Critics also argue that the company failed to adapt quickly enough to shifting global K-beauty dynamics. The epicenter of K-beauty demand has moved from China to North America, yet LG Household & Health Care’s North American revenue still accounts for only around 10 percent of total sales, despite a 7.9 percent increase in U.S. sales in the fourth quarter. This contrasts sharply with the rapid overseas expansion of smaller players such as APR, which has posted strong growth in the U.S. and Japan, and with total exports by small and mid-sized Korean cosmetics firms surpassing USD 8 billion.
Market observers have long warned that LG Household & Health Care’s beauty portfolio is overly dependent on a small number of luxury brands, making it difficult to quickly replace revenue engines when consumer preferences shift. In contrast, today’s K-beauty market favors fast-moving indie brands that operate short cycles across planning, production, marketing, and distribution, rapidly scaling SKUs when products gain traction—an approach fundamentally different from the slower decision-making processes of large conglomerates.

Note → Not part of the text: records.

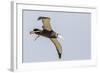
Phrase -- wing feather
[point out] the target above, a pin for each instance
(57, 45)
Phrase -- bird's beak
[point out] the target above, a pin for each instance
(31, 32)
(61, 37)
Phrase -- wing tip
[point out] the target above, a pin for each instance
(42, 17)
(59, 55)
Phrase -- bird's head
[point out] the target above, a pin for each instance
(60, 36)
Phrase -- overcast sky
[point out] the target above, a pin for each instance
(74, 27)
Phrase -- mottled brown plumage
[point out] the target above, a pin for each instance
(49, 33)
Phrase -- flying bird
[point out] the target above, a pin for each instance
(48, 32)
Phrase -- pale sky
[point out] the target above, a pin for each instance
(74, 27)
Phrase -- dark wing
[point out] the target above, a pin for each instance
(57, 45)
(46, 24)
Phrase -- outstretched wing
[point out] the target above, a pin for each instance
(57, 45)
(46, 23)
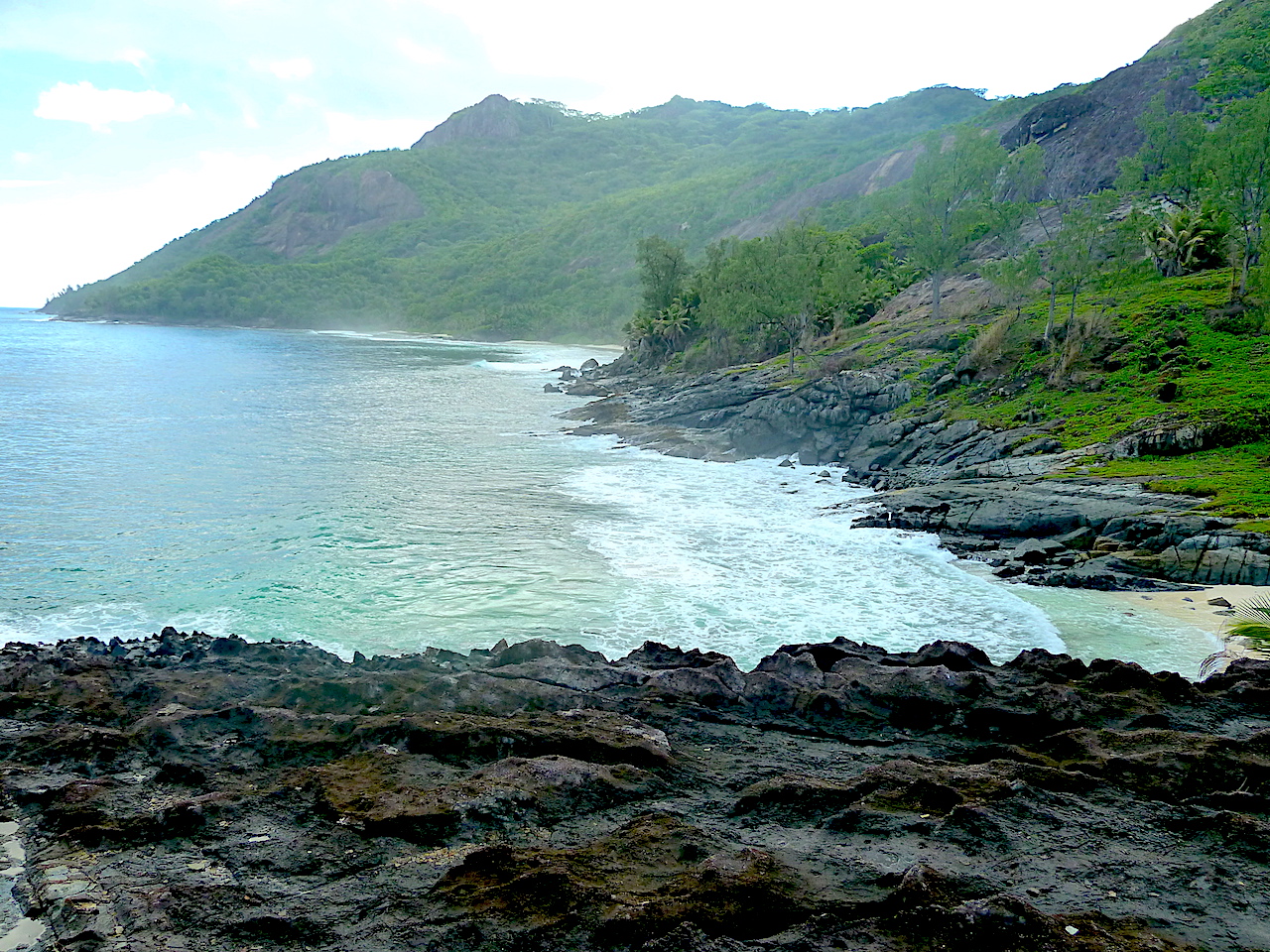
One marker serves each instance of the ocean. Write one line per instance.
(382, 493)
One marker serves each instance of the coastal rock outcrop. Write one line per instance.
(983, 490)
(190, 791)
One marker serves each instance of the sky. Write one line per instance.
(126, 123)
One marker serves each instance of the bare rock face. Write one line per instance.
(493, 118)
(195, 792)
(313, 211)
(1084, 135)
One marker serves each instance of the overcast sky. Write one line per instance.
(126, 123)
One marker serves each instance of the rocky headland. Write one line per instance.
(203, 792)
(1007, 497)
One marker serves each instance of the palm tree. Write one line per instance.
(1184, 243)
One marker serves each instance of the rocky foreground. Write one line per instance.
(191, 792)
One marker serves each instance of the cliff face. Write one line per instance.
(316, 213)
(1086, 135)
(517, 218)
(495, 118)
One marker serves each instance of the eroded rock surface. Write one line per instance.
(211, 793)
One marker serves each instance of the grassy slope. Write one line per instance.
(1110, 388)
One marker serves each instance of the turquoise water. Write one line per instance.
(384, 493)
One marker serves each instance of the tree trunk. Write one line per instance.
(1048, 336)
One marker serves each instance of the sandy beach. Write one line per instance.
(1193, 607)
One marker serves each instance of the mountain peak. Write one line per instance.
(495, 117)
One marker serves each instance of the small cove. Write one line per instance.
(384, 493)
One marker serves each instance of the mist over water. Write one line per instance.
(385, 493)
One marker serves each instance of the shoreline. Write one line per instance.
(187, 791)
(1007, 497)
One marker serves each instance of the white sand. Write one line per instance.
(1192, 607)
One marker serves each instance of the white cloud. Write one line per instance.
(121, 223)
(137, 58)
(98, 108)
(298, 68)
(422, 55)
(353, 134)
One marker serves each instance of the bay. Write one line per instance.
(381, 493)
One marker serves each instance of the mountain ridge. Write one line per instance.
(520, 218)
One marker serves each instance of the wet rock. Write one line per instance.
(272, 796)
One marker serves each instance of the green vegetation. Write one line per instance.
(1162, 326)
(1252, 621)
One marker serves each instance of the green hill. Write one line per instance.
(509, 218)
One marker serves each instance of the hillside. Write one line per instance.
(521, 218)
(508, 218)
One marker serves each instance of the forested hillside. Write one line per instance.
(508, 220)
(1130, 321)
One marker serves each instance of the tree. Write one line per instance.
(1237, 157)
(663, 270)
(948, 202)
(1170, 163)
(1184, 241)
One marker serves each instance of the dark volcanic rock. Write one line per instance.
(197, 792)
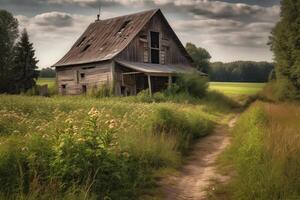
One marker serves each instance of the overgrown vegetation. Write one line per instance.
(80, 147)
(285, 43)
(265, 153)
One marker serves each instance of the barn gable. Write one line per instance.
(105, 39)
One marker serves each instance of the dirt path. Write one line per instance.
(196, 175)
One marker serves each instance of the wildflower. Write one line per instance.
(93, 113)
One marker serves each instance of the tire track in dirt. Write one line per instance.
(196, 175)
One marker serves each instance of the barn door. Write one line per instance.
(154, 45)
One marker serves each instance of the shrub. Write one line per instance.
(279, 90)
(185, 127)
(194, 84)
(100, 91)
(265, 153)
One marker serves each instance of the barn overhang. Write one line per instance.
(156, 69)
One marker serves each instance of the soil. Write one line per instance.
(197, 174)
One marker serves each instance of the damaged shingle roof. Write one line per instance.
(104, 39)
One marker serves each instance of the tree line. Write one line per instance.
(285, 43)
(18, 64)
(241, 71)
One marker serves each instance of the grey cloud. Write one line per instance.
(55, 19)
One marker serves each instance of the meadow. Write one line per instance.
(264, 157)
(87, 148)
(235, 88)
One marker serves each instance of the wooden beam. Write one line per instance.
(169, 81)
(130, 73)
(149, 84)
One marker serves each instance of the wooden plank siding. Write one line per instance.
(169, 50)
(95, 75)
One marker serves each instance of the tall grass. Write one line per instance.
(266, 153)
(68, 147)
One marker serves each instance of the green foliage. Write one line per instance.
(265, 153)
(200, 56)
(185, 126)
(234, 89)
(8, 36)
(240, 71)
(285, 43)
(47, 73)
(64, 147)
(193, 84)
(25, 68)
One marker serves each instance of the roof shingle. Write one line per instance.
(104, 39)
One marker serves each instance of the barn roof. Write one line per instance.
(104, 39)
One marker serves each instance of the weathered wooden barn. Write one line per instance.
(128, 53)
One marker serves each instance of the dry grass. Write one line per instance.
(265, 153)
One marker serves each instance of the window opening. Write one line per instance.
(123, 26)
(81, 41)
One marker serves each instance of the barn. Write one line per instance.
(128, 54)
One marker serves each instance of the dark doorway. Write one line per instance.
(154, 39)
(155, 56)
(154, 47)
(84, 89)
(63, 89)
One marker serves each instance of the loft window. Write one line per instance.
(155, 47)
(123, 26)
(155, 56)
(92, 67)
(81, 41)
(86, 47)
(154, 39)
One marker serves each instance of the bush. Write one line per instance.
(186, 127)
(280, 90)
(100, 91)
(194, 84)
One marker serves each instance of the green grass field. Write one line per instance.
(43, 81)
(234, 88)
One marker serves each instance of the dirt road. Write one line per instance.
(196, 175)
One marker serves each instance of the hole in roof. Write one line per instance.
(86, 47)
(81, 41)
(123, 26)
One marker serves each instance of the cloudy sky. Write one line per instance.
(229, 29)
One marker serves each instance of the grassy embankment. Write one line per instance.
(234, 89)
(86, 148)
(265, 154)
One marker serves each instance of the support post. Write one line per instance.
(149, 84)
(170, 81)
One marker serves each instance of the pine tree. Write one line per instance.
(8, 35)
(285, 43)
(25, 64)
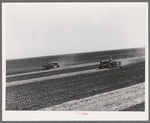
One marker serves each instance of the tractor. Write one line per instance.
(50, 65)
(109, 64)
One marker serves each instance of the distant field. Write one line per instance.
(35, 64)
(78, 78)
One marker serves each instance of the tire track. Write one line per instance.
(110, 101)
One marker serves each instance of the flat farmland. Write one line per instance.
(78, 84)
(18, 66)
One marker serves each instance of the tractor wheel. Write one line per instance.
(101, 67)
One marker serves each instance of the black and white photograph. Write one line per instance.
(75, 61)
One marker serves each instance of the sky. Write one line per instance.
(44, 29)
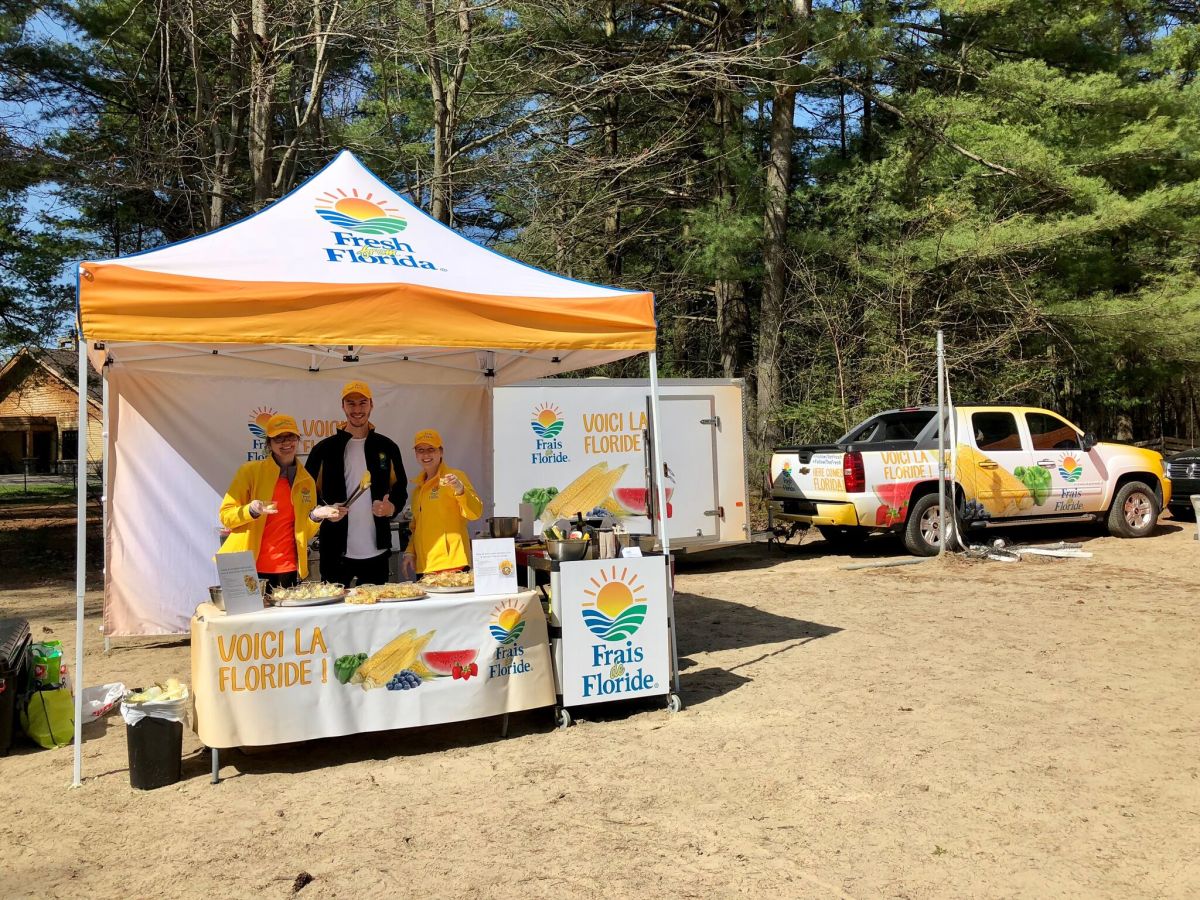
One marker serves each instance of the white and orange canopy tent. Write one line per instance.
(343, 277)
(343, 263)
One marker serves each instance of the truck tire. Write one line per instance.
(1134, 510)
(843, 537)
(923, 532)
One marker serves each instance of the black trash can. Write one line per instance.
(156, 753)
(15, 643)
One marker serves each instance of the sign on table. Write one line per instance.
(493, 562)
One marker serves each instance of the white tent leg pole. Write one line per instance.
(81, 551)
(490, 433)
(942, 519)
(660, 507)
(103, 480)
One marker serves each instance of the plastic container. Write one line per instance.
(156, 753)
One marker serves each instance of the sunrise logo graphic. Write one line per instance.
(258, 420)
(508, 623)
(361, 215)
(1069, 469)
(547, 421)
(616, 612)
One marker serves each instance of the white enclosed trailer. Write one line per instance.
(551, 432)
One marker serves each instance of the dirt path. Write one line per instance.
(945, 730)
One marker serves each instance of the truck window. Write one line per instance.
(995, 431)
(1049, 432)
(891, 426)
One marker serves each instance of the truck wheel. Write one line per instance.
(1134, 511)
(923, 531)
(843, 537)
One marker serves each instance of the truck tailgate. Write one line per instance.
(811, 473)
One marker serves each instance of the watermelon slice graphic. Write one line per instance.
(443, 661)
(634, 499)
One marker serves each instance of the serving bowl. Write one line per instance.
(568, 551)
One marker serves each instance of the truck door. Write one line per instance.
(1002, 479)
(689, 449)
(1075, 486)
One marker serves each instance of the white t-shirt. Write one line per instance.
(360, 522)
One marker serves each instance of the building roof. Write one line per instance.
(63, 364)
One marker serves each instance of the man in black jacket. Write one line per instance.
(360, 544)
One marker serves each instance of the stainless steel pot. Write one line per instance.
(504, 526)
(646, 543)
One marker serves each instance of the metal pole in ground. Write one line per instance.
(81, 550)
(941, 447)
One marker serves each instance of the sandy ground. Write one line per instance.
(954, 729)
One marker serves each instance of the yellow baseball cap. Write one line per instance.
(427, 436)
(281, 424)
(357, 388)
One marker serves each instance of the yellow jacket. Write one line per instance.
(439, 522)
(256, 481)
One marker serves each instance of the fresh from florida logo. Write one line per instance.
(547, 424)
(361, 215)
(547, 421)
(616, 612)
(258, 419)
(508, 623)
(1069, 469)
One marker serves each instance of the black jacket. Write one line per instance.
(327, 465)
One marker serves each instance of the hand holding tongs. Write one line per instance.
(364, 484)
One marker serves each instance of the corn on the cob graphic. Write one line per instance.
(399, 654)
(1007, 495)
(585, 493)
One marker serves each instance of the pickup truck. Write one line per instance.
(1014, 465)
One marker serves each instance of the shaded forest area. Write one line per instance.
(810, 189)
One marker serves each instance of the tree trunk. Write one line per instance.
(732, 316)
(775, 205)
(771, 318)
(611, 109)
(262, 88)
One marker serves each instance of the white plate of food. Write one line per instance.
(448, 582)
(309, 594)
(396, 593)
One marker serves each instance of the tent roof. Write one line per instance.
(342, 263)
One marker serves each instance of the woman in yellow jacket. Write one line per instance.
(270, 509)
(443, 503)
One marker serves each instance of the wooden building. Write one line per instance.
(40, 412)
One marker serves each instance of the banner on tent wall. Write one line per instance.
(175, 443)
(298, 673)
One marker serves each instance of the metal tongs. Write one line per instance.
(364, 484)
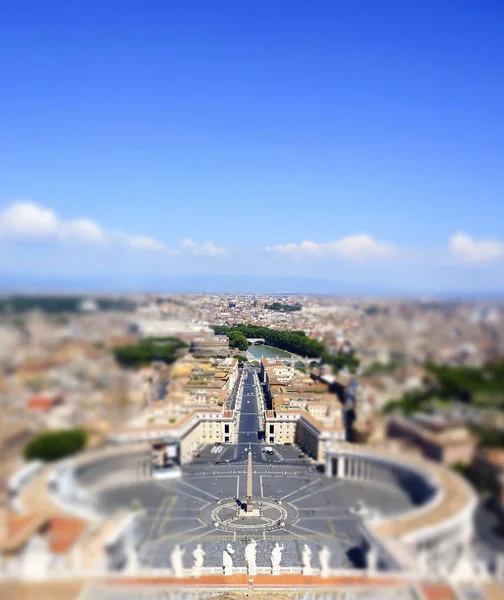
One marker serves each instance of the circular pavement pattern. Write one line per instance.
(268, 515)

Moreover, recent K-beauty growth has been driven not by duty-free channels but by digital commerce and health-and-beauty retailers such as Olive Young, alongside global e-commerce platforms. Affordable derma and functional products typically build scale first before premium offerings are layered on top. With a portfolio weighted heavily toward premium brands, LG Household & Health Care has been hit harder than peers by the channel shift.
Jeong Hansol, an analyst at Daesin Securities, said, “As high-margin channels contract, there is insufficient visibility on alternative growth engines to replace them.” He added that while expanding into high-volume channels is critical to defending profitability when margins decline, LG Household & Health Care’s transition has been slow.